Andrew Dipper Viola D'Amore Front

Andrew Dipper Viola D’Amore Front

I started building the instrument in 2001, but because of the restoration demands of the workshop it was not finished until 2008. The wood for the instrument came from three sources. For the belly I chose a very old piece of Baltic spruce that came from England. It was once part of a cupboard shelf in an eighteenth century house. I chose it because of its age and for its perfect grain. The bird’s-eye maple for the back and ribs came from a fifty year old board from the USA, donated by the composer Carol Barnett, whose father had collected it many years ago. The neck was carved in apple wood because it is strong enough to take the pressure of the peg arrangement in the three wall peg box of the viola d’amore without cracking between the closely spaced holes of the central wall. The first step in the whole process was making the mould and working out the exact procedure that the Stradivari workshop had used for the assembly of these instruments. To aid in the making process I remade a tool called a platen, which is an apparatus separate but integral to the mould. This is used to both facilitate the construction of the instrument and aid the correct inclination of the neck and its alignment. With a corner-less form the waist of the instrument has to be pulled tight to the mould with the aid of a gut string that passes through a hole in the center of each rib face. The viola d’amore ribs were constructed on the mould and then placed on the platen once the neck was nailed in place, as was the practice in the 1700’s. Once the neck was aligned the back was glued in place and fixed there with the aid of two small fruitwood pins. In this system once the back is glued in place it fixes everything rigid according to plan. Previous to the back being glued in place the sound bars were attached to it together with the post plate. Since the viola was made in the USA I chose a barring scheme used by Joachim Tielke. This scheme uses an oval spruce post plate whose grain is in line with the grain of the back of the instrument. It has stiffening tabs that radiate out from it making it more stable in the North American climate than the transverse design usually used by viol makers. This ordinary form post plate tends to block the summer and winter movement of the back, which leads to instability, distortion and cracking.
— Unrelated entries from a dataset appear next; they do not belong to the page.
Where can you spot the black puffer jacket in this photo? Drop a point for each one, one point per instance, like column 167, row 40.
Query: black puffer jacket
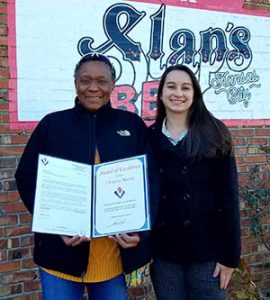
column 74, row 134
column 198, row 219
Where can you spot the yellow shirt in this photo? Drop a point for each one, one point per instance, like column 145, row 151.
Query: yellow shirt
column 104, row 260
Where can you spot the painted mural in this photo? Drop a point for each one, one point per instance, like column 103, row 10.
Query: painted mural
column 228, row 51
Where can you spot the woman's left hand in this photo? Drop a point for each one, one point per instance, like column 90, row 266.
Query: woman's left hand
column 127, row 240
column 225, row 274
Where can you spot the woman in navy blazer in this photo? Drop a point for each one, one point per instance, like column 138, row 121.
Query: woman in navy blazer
column 196, row 238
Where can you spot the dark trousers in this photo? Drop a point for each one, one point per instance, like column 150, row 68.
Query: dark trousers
column 192, row 282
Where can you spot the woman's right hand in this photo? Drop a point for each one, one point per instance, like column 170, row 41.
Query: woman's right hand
column 74, row 240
Andrew Dipper Viola D'Amore back

Andrew Dipper Viola D’Amore back

The construction was fairly easy and the only problem was deciding on the plate thicknesses and their graduations. In the end I chose the early Stradivari scheme where the center of the belly has a marginally thicker strip running the uninterrupted length of the belly between the ff holes. The fingerboard was made from ebony veneered maple and the tailpiece from ebony veneered apple wood.

I also decided at this point since the neck was wide enough for six strings that I would reassign the strings so that six playing strings would run over the fingerboard and four sympathetic would run under the fingerboard.  Finally I analyzed the bridge model that was part of the original set of Stradivari papers and realized that it too was designed using a proportional scheme that uses the intersection of a nine division base line with a seven division vertical line. (See illustration.)  I hand-turned the pegs, using an original Italian model in rosewood with bone rings and pips.

The instrument was displayed in Cremona  in 2008 for the exhibition “E furono liutai in Cremona. Dal Rinascimento al Romanticismo.  It was enthusiastically received by the Cremonese makers who were fascinated by the possibilities inherent in the design.

The sound of the instrument was very successful.  Its playing characteristics are a full, rich, reedy tone, with the underlying Stradivari sizzle that makes his instruments so characteristic.